E o que dizer de Ana Carolina da Silva, que trabalha com vendas internas em uma distribuidora de componentes eletrônicos? Ela é a dona da tatuagem do avião! Ana sempre relacionou aviões a momentos felizes, pois são eles que a fazem chegar aos lugares que sempre sonhou ir e realizar viagens incríveis, onde pudesse conhecer pessoas, culturas e paisagens únicas. “(Além de) proporcionar a conexão mundial, aproximando pessoas e transportando insumos indispensáveis para a sobrevivência humana”. Nada poderia dar errado nessa história de amor gravada na pele, não é mesmo? Mas deu. Para as três atuais panicadas (quatro comigo).
Pois o pavor de Sarah, Paula e Ana começou de forma similar, após enfrentarem situações de turbulência.
A aerofobia de Sarah começou em dezembro de 2016, logo após a tragédia com o time da Chapecoense. O início do medo foi em uma viagem de fim de ano, na qual ela foi passar o Natal em Pato Branco, no sudoeste paranaense. Saiu de Brasília com destino a Chapecó, com uma escala em São Paulo (Guarulhos). O voo ocorreu cerca de dois meses depois do acidente com a aeronave do time de futebol. O primeiro trecho foi um sonho, ela conta. Voo rápido e tranquilo. “Vale lembrar que, até então, eu adorava voos com conexão porque amava circular e conhecer aeroportos. Além do mais, dois pousos e duas decolagens em um único dia era uma coisa muito legal. Sério! Curtia sentar na janela, na saída de emergência, sentar sobre a asa pra ficar observando. Coisas que hoje em dia evito ao máximo”, conta.

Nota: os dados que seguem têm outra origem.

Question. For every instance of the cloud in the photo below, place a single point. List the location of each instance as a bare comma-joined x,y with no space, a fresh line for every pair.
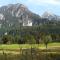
40,2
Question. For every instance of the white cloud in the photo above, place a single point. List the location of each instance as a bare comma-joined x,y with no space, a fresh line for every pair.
39,2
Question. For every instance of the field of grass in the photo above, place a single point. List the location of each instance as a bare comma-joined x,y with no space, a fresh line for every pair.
13,51
26,46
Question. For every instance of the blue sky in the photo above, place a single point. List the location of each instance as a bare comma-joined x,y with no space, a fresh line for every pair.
37,6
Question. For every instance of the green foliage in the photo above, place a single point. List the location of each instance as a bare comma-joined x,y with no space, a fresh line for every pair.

O segundo voo, justamente para Chapecó (cidade da Chapecoense), foi aterrorizante. Uma forte turbulência fez todo mundo gritar, gente dizendo que ia morrer, um pandemônio. A atmosfera caótica tomou conta do avião. Depois que desligaram o aviso de atar os cintos, dava pra ver até os tripulantes pálidos, diz Sarah. “Eu tinha certeza que iria morrer. Comecei a chorar. Duas pessoas me deram as mãos e me ajudaram a me acalmar. Depois daquilo nunca mais conseguir viajar com a paz que eu tinha. Até hoje quando falo do assunto meu coração dispara”, diz. Sem saber, a bancária dava a luz ali à aerofobia. E pensar que ela amava tanto voar, que sempre achou incrível a ideia de acordar em um lugar e dormir em outro, do outro lado do país, ou do mundo. ”A tecnologia que faz com que isso aconteça é surreal. A comodidade, a facilidade e, por viver isso de perto na infância, as pessoas que fazem isso acontecer, desde o check-in até do desembarque. Olhando de fora parece tudo muito complexo, mas que de modo geral funciona”, diz. Porém, para tristeza dela, o medo de voar não escolhe suas vítimas.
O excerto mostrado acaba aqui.